By Terry Schrimscher

When Mountain Brook native J. Willoughby took the stage with Black Jacket Symphony for the first time, it was only fitting that he was performing a Beatles album. After all, it was The Beatles who first inspired him to become a musician.

“I was literally three years old and heard The Beatles on the radio,” said Willoughby, “And just completely for some reason, whatever lined up in the stars that night — I wish I was listening to some sort of doctor radio program that night, I’d have ended up being a doctor.”

Since the first sold-out performance at Workplay in Birmingham in 2009 – a note-for-note recreation of The Beatles’ “Abbey Road” – his vision for live performances honoring classic rock albums has grown to become one of Alabama’s must-see events.

Black Jacket Symphony performances have toured cities around the United States and the world as far away as the Middle East, where they performed for troops.

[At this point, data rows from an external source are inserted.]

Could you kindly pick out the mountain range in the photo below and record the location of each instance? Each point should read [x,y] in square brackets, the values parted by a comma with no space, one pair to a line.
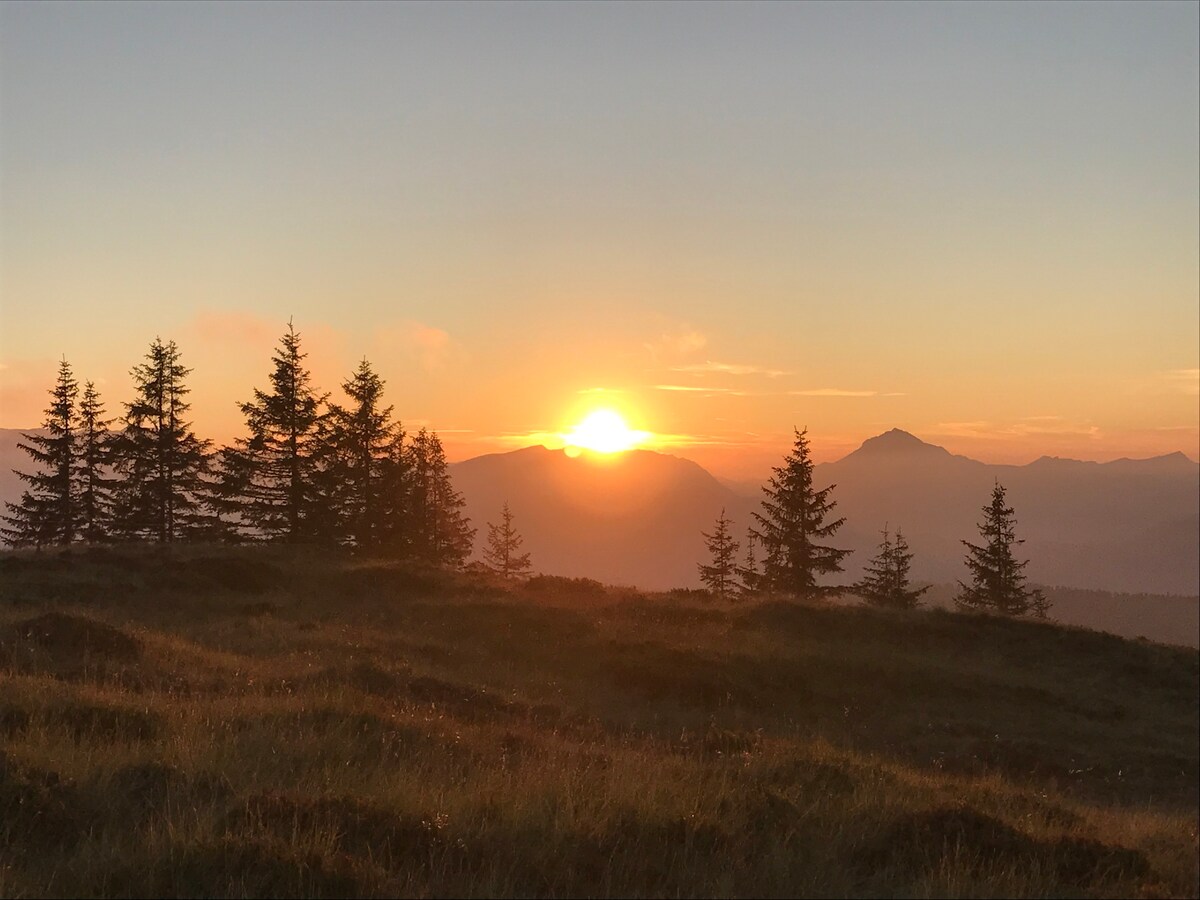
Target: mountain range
[637,517]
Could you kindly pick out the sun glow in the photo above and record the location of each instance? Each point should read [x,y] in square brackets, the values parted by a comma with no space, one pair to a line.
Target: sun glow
[604,432]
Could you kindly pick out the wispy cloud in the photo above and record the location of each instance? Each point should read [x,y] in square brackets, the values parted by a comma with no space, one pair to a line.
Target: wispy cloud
[832,393]
[1047,426]
[226,328]
[1185,379]
[432,347]
[679,342]
[697,389]
[711,367]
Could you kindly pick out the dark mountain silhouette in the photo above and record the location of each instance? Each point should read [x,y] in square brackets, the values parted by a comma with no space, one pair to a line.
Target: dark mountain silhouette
[629,519]
[636,519]
[1128,525]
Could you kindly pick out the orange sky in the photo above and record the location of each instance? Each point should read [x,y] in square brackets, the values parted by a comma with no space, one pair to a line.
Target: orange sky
[720,220]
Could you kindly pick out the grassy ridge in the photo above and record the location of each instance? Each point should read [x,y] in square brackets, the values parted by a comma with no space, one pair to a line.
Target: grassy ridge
[255,723]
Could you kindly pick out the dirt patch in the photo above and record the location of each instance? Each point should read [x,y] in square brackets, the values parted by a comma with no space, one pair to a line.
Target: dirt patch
[365,677]
[353,827]
[39,809]
[70,641]
[921,841]
[93,721]
[234,867]
[13,720]
[238,575]
[462,700]
[147,787]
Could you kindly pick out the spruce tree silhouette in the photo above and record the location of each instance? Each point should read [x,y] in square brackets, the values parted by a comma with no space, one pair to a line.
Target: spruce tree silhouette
[749,577]
[47,513]
[94,461]
[793,520]
[720,575]
[997,582]
[271,472]
[363,444]
[441,533]
[161,492]
[886,582]
[502,553]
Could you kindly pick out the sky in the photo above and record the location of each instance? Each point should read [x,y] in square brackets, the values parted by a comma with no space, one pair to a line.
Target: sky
[976,222]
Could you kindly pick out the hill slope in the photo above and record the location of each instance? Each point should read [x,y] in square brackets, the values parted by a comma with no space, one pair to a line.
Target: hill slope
[273,724]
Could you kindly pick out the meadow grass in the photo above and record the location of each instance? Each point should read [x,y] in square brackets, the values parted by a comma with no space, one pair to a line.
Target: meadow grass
[264,723]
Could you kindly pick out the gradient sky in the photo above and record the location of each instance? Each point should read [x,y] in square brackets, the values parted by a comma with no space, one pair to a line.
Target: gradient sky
[976,222]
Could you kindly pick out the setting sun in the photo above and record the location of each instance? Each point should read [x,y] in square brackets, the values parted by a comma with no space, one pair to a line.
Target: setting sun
[604,432]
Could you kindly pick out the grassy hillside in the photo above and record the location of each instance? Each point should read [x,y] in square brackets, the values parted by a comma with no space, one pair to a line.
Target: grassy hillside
[219,723]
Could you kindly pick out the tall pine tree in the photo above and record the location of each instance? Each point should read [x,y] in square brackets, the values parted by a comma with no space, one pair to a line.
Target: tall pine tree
[441,533]
[365,445]
[720,575]
[503,552]
[274,468]
[48,510]
[93,467]
[886,582]
[997,581]
[793,520]
[749,576]
[161,492]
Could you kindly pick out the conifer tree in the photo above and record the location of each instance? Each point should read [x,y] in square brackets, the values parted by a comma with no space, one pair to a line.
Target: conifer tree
[749,577]
[997,582]
[720,575]
[795,517]
[886,582]
[270,475]
[364,444]
[502,553]
[93,465]
[48,511]
[441,533]
[161,492]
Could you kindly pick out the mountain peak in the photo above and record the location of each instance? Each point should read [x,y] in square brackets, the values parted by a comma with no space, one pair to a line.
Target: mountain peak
[898,442]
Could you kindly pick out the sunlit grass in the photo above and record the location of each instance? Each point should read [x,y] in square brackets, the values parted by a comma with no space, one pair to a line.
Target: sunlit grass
[325,727]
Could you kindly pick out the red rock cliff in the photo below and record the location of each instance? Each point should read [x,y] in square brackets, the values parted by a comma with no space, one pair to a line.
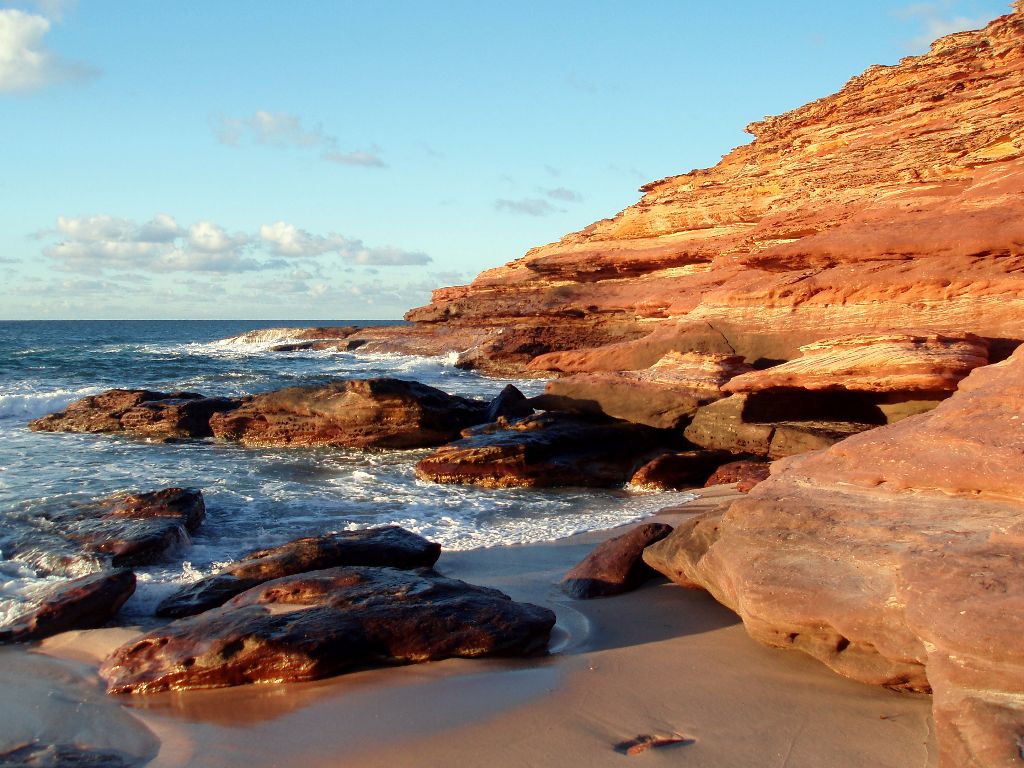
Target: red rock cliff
[897,202]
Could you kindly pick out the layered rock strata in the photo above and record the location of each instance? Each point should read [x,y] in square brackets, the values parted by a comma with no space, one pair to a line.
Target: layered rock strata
[665,395]
[896,203]
[893,557]
[390,546]
[325,623]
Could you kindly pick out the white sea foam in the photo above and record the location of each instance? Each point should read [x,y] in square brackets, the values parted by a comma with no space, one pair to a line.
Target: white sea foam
[34,404]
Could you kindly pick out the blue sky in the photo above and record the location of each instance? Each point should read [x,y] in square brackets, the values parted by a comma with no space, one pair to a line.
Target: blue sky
[335,160]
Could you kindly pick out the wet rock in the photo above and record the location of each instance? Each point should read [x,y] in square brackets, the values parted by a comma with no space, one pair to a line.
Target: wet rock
[160,416]
[745,473]
[616,565]
[325,623]
[352,413]
[80,604]
[389,546]
[548,450]
[665,395]
[678,471]
[895,557]
[61,537]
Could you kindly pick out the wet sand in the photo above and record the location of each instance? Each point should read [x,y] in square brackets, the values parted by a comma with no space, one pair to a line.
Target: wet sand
[663,662]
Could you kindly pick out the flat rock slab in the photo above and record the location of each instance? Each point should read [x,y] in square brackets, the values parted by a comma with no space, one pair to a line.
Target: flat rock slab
[352,413]
[548,450]
[60,537]
[389,546]
[325,623]
[616,565]
[80,604]
[158,416]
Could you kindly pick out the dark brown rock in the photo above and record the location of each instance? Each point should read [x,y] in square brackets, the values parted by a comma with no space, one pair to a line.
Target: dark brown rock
[389,546]
[616,565]
[678,471]
[548,450]
[745,473]
[161,416]
[352,413]
[80,604]
[325,623]
[61,538]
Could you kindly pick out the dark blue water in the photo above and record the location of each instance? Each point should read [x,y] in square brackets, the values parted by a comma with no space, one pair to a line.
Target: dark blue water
[255,498]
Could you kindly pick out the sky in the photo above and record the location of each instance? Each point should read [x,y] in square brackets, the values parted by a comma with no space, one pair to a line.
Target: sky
[338,160]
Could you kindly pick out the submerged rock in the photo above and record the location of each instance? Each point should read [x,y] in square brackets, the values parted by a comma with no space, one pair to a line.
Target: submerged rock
[895,557]
[160,416]
[351,413]
[547,450]
[616,565]
[390,546]
[59,537]
[325,623]
[80,604]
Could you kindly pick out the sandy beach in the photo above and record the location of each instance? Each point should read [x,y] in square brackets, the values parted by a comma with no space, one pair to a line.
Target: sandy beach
[662,662]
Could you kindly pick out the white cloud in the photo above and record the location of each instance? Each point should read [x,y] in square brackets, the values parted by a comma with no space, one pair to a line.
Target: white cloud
[94,244]
[937,19]
[525,206]
[284,130]
[26,62]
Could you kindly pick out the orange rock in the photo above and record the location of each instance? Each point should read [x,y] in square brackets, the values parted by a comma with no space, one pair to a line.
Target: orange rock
[895,557]
[876,363]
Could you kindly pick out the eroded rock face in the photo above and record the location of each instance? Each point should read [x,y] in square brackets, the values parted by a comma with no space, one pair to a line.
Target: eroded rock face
[615,566]
[910,364]
[352,413]
[680,470]
[389,546]
[65,538]
[745,473]
[160,416]
[665,395]
[80,604]
[324,623]
[547,450]
[895,558]
[896,203]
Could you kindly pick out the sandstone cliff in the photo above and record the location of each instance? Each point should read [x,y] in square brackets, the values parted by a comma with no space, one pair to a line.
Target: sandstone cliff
[897,202]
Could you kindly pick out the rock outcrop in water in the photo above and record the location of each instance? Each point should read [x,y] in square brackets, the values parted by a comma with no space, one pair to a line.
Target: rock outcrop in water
[388,546]
[60,537]
[80,604]
[896,203]
[895,558]
[325,623]
[159,416]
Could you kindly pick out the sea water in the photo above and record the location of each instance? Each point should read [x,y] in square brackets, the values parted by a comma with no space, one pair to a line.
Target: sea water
[254,498]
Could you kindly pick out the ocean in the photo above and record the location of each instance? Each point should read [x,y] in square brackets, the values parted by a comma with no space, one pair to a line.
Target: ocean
[254,498]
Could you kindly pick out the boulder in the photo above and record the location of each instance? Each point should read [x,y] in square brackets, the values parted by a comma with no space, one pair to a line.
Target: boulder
[678,471]
[351,413]
[745,473]
[665,395]
[159,416]
[325,623]
[616,565]
[57,537]
[547,450]
[83,603]
[895,558]
[390,546]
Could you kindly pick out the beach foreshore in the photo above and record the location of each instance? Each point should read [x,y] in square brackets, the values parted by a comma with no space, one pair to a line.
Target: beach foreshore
[663,662]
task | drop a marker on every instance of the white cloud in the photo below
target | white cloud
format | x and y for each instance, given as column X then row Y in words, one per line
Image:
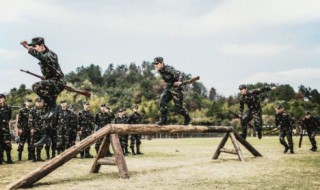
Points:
column 254, row 49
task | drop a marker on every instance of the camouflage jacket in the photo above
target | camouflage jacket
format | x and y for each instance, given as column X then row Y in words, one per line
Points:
column 36, row 118
column 170, row 76
column 103, row 119
column 284, row 121
column 64, row 119
column 311, row 124
column 121, row 120
column 135, row 118
column 251, row 99
column 5, row 115
column 50, row 67
column 85, row 121
column 23, row 118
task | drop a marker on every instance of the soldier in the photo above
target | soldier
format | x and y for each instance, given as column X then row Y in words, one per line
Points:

Willoughby considers classic rock albums to be the classical music of the rock and roll generation—works of art that deserve to be treated with respect. 

“I had seen tribute bands in the past, which were fine, but when you go see a symphony play a Mozart piece, they don’t wear powdered wigs and pretend to have an Austrian accent,” Willoughby said. “They just play the piece. Note-for-note.”

As Musical Director, he takes a role he compares to a coach — putting each musician in the right place at the right time. To prepare for each new album performance, he dissects each track, making a list of instruments before hiring the musicians for each part. The musicians come from connections he has made over the years and from referrals. Then, he says, it is just a matter of running everything together like a team until it goes smoothly. 

Willoughby doesn’t consider Black Jacket Symphony to be a tribute band but, rather, a collection of serious musicians honoring each artist by playing each song, each note, to perfection, like classical musicians dedicated to the work itself.

And he considers The Beatles to be the Mozarts of rock.

“It was just a magical time,” he said. “That really is the classical music of our generation. I won’t be around to prove I’m right. Especially The Beatles, in 200 years, they will be classified as the Mozarts of our time.”

The son of Birmingham radio legend John Ed Willoughby, J. Willoughby grew up around music and has become an avid rock historian, hosting a show of his own, “Rock N Roll U,” each Sunday on Birmingham Mountain Radio. The show plays the rock classics he loves, and Willoughby shares some of the history behind the music. 

“I’m a big music fan,” Willoughby explained. “People think I just know only about The Beatles. I don’t. I’m real interested in the history of pop music, rock and roll music. Somebody will say, ‘I don’t like The Beatles, I like The Stones better. Yeah, but without The Beatles, there are no Stones. If The Beatles hadn’t done what they did, there are no Stones.”

Willoughby credits The Beatles for introducing him to a wide variety of music. As he learned more about the group, he learned about their influences and then began to follow those bands. That love for a wide range of music led him to where he is today.

“I looked up their influences,” Willoughby remembered. “I knew they loved Little Richard. I got into Elvis because of The Beatles. I got into Buck Owens. They liked country music, so I listened to a lot of that. And then, The Who, and The Stones, Pink Floyd, and everything that came after that was a result of The Beatles.”

Willoughby got to live out his Beatle dreams when his father partnered with Tommy Charles, another Birmingham radio legend, for a long-running radio show which began in 1975. Charles was famous for starting the Beatles record-burning movement in the 1960s. The duo went to London for a promotional engagement, and they took J. Willoughby along for the trip.

He visited Abbey Road, EMI — The Beatles record label in Britain — and the building where the band started their own Apple label. He also took a train to Liverpool and visited a Beatles museum. Each room covered a different era of their lives — including a display from 1966 where Beatles history and Birmingham history collided.

“The whole thing, it was a huge video and all these newsreels — videos of Tommy Charles and Doug Layton burning Beatle records,” Willoughby said. “I’m looking at that and underneath the video, it says, 'Birmingham, Alabama.' I kind of put my head in my hands and the guy next to me, a British guy, says ‘what’s wrong?’ I said, ‘Well, first of all, I’m from Birmingham, Alabama.

“He said, ‘It’s a small world,’ and I said, ‘you don’t know how small it is. I’m traveling with that guy [Charles]!”

The Black Jacket Symphony has performed a variety of classic rock albums to sold-out audiences since their first performance in 2009. Willoughby recruits musicians and singers adept at each style to recreate classics ranging from Prince and Michael Jackson to The Rolling Stones, Lynyrd Skynyrd, Led Zeppelin, and many more.

The band will perform classic albums from Pearl Jam and Nirvana at Avondale Brewing in Birmingham on Nov. 5, and will return to Birmingham on Jan. 29, 2022, to perform The Beatles’ White Album at the Birmingham Jefferson Civic Center Concert Hall.